"Time
Binoculars"
Seeing
different times and events overlaid on actual places from the actual places and
online
Michael Naimark
michael@naimark.net
January 2010
Abstract
"Time Binoculars" are permanently installed, user aimed, binocular viewers at
popular sites around the world, like the iconic coin-operated
teardrop-shaped viewers (1), but with several novel
improvements. First, small, high-resolution displays are integrated inside the
unit, one for each eye, on axis with the binocular optics. The intensity of the
display and binocular optics can be controlled, enabling the full range of
transparency and opacity for both. Second, the unit's aiming mechanics, for
panning, tilting, and zooming, incorporate sensors which can be used to
determine the proper viewpoint for the displays. They may also have motors on
them for remote or automated control. Third, small, high-resolution cameras may
also be integrated inside the unit, one for each eye and on axis with the
binocular optics. Finally, the unit may be connected via an onboard computer to
the Internet. Thus, Time Binoculars enable onsite users to look around an
actual site and see perfectly aligned augmentations of what they see, such as
different times of day or different seasons, or historical views, or full-out
Hollywood-style reenactments, or yet-to-be-invented games. At the same time, a
community of online users can watch and participate as well.
1. Introduction
1.1 The Wonder of Place
People travel. Tourism is among the world's largest industries (2). "Setting foot" on an actual place of spectacular
beauty, or where a particular structure once stood, or where an important event
took place, has a deep undefined resonance. People feel it.

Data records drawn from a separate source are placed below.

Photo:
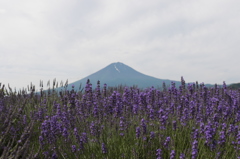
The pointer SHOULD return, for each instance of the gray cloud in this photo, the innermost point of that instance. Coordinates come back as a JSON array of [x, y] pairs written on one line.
[[165, 39]]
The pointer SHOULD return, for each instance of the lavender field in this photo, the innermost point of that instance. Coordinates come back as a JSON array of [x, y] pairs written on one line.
[[189, 122]]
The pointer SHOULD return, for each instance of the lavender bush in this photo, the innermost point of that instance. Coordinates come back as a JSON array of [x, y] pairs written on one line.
[[191, 121]]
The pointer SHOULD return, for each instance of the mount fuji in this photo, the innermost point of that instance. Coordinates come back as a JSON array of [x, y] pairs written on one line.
[[120, 74]]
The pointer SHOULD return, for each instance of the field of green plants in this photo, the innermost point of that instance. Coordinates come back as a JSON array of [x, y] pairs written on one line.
[[188, 122]]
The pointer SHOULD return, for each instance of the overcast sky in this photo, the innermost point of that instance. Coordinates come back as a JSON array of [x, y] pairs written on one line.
[[47, 39]]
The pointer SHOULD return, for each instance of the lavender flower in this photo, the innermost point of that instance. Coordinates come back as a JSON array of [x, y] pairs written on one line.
[[194, 149], [138, 131], [166, 143], [74, 148], [173, 154], [104, 149], [159, 154]]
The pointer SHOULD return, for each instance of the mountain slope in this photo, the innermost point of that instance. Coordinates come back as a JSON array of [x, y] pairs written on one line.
[[118, 73]]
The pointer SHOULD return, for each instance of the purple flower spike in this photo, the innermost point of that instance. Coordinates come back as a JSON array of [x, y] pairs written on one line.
[[173, 154], [167, 142], [159, 154], [138, 132], [104, 149]]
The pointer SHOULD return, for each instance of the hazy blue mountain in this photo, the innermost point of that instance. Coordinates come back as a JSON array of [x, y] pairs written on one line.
[[120, 74], [234, 86]]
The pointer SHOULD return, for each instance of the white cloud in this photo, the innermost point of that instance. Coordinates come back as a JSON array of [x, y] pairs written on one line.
[[72, 39]]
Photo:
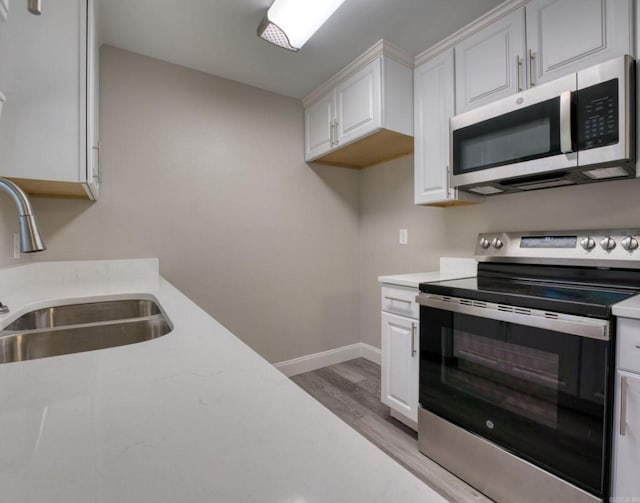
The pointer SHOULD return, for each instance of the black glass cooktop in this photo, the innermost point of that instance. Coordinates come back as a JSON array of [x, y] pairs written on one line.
[[567, 290]]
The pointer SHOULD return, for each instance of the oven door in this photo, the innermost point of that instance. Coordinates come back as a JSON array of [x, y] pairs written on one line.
[[537, 390], [523, 135]]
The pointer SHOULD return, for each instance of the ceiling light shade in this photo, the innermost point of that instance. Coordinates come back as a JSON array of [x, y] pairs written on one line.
[[290, 23]]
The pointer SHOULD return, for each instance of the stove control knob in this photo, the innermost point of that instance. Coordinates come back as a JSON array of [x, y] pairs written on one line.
[[630, 243], [588, 243], [608, 243]]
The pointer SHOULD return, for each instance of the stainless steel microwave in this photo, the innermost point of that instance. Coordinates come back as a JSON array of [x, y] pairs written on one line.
[[577, 129]]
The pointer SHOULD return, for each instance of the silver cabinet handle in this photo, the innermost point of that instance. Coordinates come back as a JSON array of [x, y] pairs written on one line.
[[532, 56], [413, 339], [396, 299], [35, 7], [623, 406], [565, 123]]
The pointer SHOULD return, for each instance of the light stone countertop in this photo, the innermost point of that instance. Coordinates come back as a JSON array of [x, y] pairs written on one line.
[[194, 416], [629, 308], [450, 268]]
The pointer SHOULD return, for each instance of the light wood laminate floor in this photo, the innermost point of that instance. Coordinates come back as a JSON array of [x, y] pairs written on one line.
[[351, 390]]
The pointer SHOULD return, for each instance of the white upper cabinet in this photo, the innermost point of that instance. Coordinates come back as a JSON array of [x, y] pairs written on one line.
[[358, 104], [363, 115], [433, 106], [565, 36], [48, 72], [318, 126], [433, 102], [561, 37], [489, 63]]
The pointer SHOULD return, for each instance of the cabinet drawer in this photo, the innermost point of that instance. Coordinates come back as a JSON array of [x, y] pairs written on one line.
[[400, 300], [629, 344]]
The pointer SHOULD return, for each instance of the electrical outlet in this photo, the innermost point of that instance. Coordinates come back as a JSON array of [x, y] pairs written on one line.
[[16, 245], [404, 236]]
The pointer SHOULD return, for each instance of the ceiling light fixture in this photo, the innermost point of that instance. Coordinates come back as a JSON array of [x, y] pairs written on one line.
[[290, 23]]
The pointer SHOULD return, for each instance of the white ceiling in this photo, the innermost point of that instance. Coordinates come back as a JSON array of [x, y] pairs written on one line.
[[219, 36]]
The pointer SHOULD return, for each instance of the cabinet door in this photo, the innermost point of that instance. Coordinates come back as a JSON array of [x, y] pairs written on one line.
[[318, 131], [359, 104], [93, 94], [626, 482], [488, 64], [433, 107], [400, 364], [42, 74], [564, 36]]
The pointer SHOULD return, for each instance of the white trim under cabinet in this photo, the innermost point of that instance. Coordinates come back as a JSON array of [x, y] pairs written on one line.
[[400, 353], [363, 115], [433, 91], [49, 74]]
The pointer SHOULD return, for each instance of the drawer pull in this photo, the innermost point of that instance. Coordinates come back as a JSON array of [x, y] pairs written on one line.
[[396, 299], [413, 339], [623, 406]]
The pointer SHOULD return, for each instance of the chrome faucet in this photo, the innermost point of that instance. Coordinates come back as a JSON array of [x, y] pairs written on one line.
[[30, 239]]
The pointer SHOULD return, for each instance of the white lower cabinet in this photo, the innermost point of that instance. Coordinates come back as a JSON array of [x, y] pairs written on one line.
[[400, 360], [626, 432], [626, 482]]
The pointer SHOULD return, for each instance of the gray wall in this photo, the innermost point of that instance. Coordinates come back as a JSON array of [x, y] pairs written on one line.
[[209, 176], [386, 205]]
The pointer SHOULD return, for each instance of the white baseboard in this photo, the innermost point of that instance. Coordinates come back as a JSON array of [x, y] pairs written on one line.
[[325, 358]]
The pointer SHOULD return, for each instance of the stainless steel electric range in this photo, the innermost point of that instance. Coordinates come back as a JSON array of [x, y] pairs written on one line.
[[516, 365]]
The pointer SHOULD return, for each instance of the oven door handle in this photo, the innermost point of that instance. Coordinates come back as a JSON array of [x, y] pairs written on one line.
[[577, 325]]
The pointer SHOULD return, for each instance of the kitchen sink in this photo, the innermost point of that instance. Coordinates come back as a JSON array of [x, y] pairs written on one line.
[[78, 314], [77, 328]]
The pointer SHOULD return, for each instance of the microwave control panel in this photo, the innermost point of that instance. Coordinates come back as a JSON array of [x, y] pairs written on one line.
[[597, 115]]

1.2 The Magic of Perfect Registration
Now, imagine standing on the spot where a battle took place or where an
important leader gave a speech and watching a reenactment through a binocular
viewer, perfectly superimposed over the actual place, in 3D and with sound.
When the alignment between the actual view through the binoculars and the
digital images on the display are perfect, a sort of magic occurs. This can be
seen in examples of "re-photography" (3) and "re-projection" (4).
1.3 The "Bang
per Buck" of Stereo-Panoramas instead of 3D Models
Time Binoculars, in theory, could be entirely portable, but physically
anchoring them in the ground affords enormous practicality. By limiting the
aiming to angular movements and zoom, no 3D computer model is required. And if
a stereoscopic pair is used, as is the case with binoculars, users will be able
to look around in full 3D as if viewing an actual 3D model, just without being
able to move around laterally, like looking around while
standing in a single spot (5). The cost, in terms
of storage and processing, is merely "2x" one 2D image.

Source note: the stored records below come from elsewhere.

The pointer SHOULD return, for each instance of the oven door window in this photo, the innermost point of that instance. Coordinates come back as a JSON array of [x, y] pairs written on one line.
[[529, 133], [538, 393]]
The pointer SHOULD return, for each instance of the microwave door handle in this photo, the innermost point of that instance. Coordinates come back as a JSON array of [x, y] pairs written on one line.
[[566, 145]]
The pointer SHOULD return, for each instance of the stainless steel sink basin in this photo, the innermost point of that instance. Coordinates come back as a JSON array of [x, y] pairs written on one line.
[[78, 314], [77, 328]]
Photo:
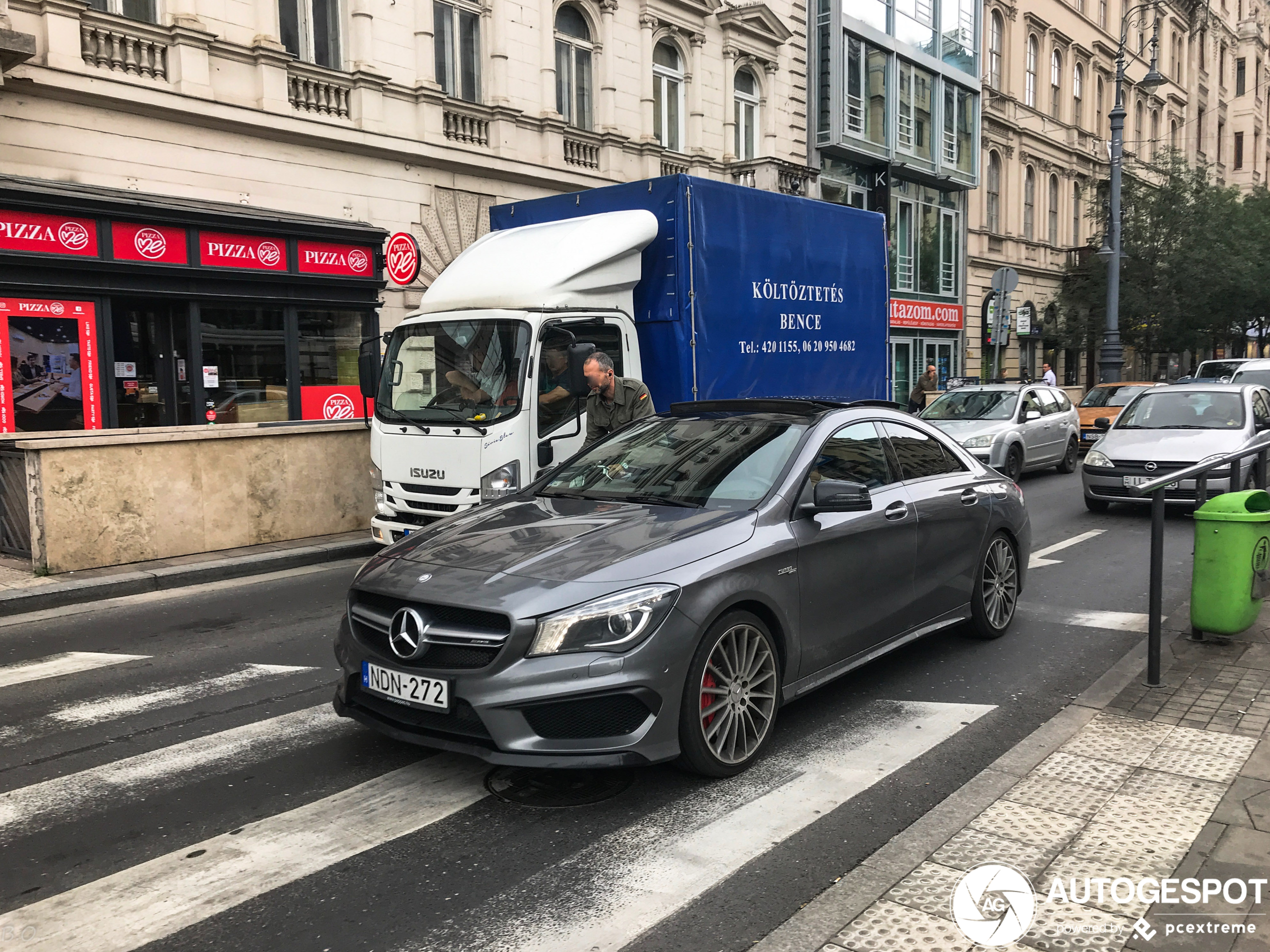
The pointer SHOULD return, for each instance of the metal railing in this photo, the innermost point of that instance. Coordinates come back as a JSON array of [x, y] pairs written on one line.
[[1260, 448]]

1.4 Opportunities for Live on the Internet
Time Binoculars are the ultimate webcam, capable of showing actual places in
real time, and in stereoscopic 3D if one desires, but with a variety of
overlays available. They can be robotically controlled, or viewed while onsite
users are aiming the unit, or both, for example, for unique gaming
opportunities. Live two-way audio can enhance the experience as well. Time
Binoculars can also be shown inside pre-existing Earth models such as Googe
Earth, displayed
as perfectly aligned overlays (6).
2. Description
2.1 Hardware
Time Binoculars are permanently installed, weatherproof binocular viewers that
can be freely aimed by its users. Such
units (7) have existed for many years and are often coin-operated.
They may be panned and tilted within preset limits, depending on the landscape
to be viewed, and sometimes zoomed as well.
Time Binoculars have digital displays installed inside the unit, one for each
eye. These displays are on axis with the binocular optics, using such known
means as beam splitters, prisms, or half-silvered mirrors, in such a way that
the images shown on the display appears to the user as superimposed over what
is seen through the binocular optics, with additional optics to accommodate
comfortable focus through known means. Additionally, filters which can
electronically change their degree of transmission, either through known
mechanical or solid state means, may be used to electronically vary the degree
of transmission coming from both the binocular optics and the digital display.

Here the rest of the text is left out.